Moje miasto
Tu gdzie modra rzeka,
krętą wstęgą opasa ląd,
płynąc, do morza ucieka,
nad nią graniczny most.
Po prawobrzeżnej stronie,
wysoko usypany wał,
od powodzi miasto broni,
od niepamiętnych lat.
Ciekawe dzieje ma,
na kartach historii spisane,
znaczę tu swój ślad,
odkąd ujrzeć świat było mi dane.
Czas zmienia jego oblicze,
z dnia na dzień pięknieje,
przeżytych pór roku nie liczę,
gdy fontanna do mnie się śmieje.
Siedząc w parku na ławce,
podziwiam wody strumienie,
wirują jak na wietrze latawce,
przywołując dziecięce wspomnienie.
/EN/
Komentarze (39)
ładnie, ciepło i patriotycznie:) pozdrawiam serdecznie
Ładnie ujęłaś owe miejsce, które w Twoim opisie staje
się wyjątkowe.
Pozdrawiam:)
Marek
cieszą takie wiersze, gdy czytamy, że autor jest
zadowolony i szczęśliwy ze swojego "miejsca na ziemi".

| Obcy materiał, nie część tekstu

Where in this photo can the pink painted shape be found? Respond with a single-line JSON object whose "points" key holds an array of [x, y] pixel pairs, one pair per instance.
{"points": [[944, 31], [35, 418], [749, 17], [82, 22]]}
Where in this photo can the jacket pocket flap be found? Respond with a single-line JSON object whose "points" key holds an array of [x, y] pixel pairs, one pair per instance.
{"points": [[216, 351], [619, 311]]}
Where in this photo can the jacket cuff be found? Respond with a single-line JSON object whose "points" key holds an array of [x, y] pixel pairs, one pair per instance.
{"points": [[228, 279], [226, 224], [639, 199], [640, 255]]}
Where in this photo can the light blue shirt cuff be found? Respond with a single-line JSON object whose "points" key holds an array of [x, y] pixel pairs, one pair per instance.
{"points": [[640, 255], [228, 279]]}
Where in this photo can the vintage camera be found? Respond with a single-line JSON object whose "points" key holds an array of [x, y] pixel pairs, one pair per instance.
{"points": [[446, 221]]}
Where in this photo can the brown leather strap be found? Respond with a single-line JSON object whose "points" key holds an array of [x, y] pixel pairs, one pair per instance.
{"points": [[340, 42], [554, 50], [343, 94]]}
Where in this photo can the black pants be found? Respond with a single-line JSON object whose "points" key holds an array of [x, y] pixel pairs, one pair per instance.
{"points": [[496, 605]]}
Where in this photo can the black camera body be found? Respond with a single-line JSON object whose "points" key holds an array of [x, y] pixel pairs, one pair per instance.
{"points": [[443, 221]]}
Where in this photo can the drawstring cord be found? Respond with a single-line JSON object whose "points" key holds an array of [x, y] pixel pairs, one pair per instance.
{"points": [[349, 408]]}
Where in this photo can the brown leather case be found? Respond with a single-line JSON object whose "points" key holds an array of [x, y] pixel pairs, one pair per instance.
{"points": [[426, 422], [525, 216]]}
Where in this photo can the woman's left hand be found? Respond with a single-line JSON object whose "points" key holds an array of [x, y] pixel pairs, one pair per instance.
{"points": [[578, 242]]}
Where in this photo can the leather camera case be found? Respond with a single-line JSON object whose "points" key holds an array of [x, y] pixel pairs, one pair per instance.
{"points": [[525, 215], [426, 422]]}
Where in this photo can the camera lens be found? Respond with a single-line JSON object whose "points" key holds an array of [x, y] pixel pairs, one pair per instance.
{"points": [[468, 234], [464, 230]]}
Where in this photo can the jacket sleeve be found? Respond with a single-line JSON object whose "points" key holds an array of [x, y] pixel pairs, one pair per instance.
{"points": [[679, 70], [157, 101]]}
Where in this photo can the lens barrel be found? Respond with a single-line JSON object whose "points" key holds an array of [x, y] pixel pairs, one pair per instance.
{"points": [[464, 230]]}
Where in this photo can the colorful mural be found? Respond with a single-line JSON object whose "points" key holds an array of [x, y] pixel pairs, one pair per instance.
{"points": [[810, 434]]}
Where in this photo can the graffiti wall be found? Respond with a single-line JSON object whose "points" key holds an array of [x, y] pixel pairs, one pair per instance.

wiersz bez patosu, ale z dużym uczuciem o swoim
mieście.
pozdrawiam, miłego dnia :)
te małe ojczyzny najgłębiej tkwią w nas.
Bardo sympatyczny, pełen ciepła wiersz, widać w nim
przywiązanie Autorki do swojego miasta, a właściwie
miłość do niego, myślę że każdy z nas tak ma...
Pozdrawiam serdecznie :)
Jak wiersz pìęknie tęskni, przytulaski.
tak pięknie opisujesz most graniczny ... wał co broni
przed powodzią ... a latu upłynęło już tyle ... i
wciąż piszesz o tej ziemi z miłością ...
...Dzięki tym wszystkim śladom istniejemy jako
państwo...pozdrawiam.
Każda mała ojczyzna niech będzie opiewana wierszem, co
wzbudzi w czytelniku uczucie patriotyczne.
I pokazuje tekstem, co w życiu jest cenne i logiczne.